Ford tried to open his eyes, but lacked the strength. He heard something creak and the rustle of layers of clothes.
"His aura reveals the nature of his illness: it is seated in the spiritual house of his darkest sin. Through study and prayer, I am equipped to deal with this. I will need quiet, peace, and absolutely no interference. You may go."

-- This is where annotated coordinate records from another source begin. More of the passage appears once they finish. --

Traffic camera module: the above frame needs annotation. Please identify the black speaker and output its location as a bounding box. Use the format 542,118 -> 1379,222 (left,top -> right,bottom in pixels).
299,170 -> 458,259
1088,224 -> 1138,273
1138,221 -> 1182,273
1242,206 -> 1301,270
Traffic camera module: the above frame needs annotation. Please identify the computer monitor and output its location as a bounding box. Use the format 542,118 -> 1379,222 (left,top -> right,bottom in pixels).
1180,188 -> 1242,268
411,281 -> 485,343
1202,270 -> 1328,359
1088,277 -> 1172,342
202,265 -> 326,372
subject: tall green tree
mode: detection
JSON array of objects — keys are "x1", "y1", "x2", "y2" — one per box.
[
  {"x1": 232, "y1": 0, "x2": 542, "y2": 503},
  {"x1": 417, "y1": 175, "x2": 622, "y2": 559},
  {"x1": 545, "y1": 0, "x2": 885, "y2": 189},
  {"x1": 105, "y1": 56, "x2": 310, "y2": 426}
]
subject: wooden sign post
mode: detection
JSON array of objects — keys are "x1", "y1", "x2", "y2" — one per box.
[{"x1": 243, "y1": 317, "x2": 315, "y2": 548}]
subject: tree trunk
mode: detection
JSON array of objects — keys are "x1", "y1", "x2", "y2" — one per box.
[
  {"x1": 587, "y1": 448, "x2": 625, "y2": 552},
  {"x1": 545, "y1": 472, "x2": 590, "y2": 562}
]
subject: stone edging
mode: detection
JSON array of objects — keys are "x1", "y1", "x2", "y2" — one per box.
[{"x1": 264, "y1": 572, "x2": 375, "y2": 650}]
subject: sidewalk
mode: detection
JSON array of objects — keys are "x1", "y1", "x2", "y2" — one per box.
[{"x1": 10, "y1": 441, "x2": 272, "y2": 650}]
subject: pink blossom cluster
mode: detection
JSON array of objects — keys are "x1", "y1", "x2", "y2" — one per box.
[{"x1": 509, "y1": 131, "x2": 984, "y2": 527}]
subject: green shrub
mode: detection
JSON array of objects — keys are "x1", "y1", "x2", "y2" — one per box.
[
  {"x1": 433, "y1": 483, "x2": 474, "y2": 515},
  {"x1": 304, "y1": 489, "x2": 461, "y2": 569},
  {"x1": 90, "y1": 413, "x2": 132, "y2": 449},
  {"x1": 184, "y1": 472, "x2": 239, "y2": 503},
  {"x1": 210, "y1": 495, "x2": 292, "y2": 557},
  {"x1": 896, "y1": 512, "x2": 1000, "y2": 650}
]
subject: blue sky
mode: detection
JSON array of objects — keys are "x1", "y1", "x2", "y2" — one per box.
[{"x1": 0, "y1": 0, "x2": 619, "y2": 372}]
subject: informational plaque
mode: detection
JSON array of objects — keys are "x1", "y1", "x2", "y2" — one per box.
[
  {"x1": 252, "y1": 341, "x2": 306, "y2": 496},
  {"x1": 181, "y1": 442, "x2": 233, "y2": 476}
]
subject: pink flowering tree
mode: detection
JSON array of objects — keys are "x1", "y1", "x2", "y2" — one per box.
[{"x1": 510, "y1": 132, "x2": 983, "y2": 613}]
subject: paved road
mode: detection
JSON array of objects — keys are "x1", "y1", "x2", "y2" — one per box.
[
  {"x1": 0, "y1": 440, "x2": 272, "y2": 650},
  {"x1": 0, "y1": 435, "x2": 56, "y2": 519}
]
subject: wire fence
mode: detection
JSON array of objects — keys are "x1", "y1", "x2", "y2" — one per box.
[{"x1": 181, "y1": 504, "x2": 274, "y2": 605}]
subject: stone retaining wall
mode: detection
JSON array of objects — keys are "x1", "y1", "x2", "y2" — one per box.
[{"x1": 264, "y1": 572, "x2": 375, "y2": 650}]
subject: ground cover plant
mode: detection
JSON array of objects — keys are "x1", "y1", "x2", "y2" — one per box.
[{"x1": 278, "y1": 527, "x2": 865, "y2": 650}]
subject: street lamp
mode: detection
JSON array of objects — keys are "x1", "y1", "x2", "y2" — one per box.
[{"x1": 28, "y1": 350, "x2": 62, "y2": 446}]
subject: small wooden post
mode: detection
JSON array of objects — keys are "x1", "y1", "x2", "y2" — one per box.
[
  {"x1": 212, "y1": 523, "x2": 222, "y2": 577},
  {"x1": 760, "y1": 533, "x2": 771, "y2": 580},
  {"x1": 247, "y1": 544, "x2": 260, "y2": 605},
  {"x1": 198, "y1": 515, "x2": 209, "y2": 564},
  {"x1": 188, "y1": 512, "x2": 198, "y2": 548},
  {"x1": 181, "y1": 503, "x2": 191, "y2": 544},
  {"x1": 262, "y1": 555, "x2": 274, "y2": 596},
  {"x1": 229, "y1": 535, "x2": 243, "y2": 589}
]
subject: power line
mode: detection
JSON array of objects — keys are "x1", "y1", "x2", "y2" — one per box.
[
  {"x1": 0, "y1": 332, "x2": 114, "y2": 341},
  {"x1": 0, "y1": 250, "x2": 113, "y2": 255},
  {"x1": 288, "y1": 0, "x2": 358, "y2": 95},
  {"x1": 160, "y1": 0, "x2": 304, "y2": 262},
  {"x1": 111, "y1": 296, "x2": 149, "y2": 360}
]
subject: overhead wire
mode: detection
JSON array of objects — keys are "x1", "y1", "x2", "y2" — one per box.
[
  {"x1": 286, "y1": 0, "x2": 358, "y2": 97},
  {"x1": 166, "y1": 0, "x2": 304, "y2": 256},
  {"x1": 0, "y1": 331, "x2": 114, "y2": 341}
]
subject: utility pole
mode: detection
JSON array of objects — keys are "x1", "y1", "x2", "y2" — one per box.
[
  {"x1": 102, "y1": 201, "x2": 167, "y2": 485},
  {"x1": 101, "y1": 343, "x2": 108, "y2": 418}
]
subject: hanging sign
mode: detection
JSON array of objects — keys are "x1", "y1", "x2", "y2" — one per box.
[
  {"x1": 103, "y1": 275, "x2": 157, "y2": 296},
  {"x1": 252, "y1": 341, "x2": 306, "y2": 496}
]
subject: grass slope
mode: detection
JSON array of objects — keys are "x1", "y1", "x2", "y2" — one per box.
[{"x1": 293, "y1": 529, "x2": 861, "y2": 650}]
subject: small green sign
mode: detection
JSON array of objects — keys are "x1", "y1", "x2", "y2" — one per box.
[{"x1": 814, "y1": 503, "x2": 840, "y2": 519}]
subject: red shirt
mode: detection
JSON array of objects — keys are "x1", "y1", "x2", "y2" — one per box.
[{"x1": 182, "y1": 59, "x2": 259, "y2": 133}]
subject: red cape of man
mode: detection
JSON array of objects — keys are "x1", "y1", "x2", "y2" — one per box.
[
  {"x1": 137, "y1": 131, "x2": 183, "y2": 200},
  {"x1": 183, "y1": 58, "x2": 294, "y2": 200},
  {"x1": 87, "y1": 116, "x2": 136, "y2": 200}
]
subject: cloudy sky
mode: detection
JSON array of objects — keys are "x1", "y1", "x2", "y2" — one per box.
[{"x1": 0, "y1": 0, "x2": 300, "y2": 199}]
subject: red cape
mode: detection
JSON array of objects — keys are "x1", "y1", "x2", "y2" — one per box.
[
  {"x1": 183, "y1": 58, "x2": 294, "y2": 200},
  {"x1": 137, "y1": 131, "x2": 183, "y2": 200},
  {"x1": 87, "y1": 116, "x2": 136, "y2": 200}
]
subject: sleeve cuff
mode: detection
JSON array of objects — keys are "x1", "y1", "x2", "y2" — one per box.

Ford struggled again to open his eyes, to speak, but could not even twitch. Had he been hypnotised somehow? Given a paralytic drug? Panic surged through him, but even that did not unlock his muscles. For the first time, he realized that he might actually die here, in a luxurious stateroom in a private yacht, surrounded by rich old women and their servants. He could not imagine a more horrible death.
Even as he thought that, he felt a plump, moist hand on his forehead. Fingernails dug into the skin of his right temple just a little. His mind presented a vision from his nightmares: a scaly clawed hand about to dig in and rip his head open. The scent of Madame Flaubert's cologne mingled with the imagined stench of a reptilian, toothy maw; he wanted to retch and could not move.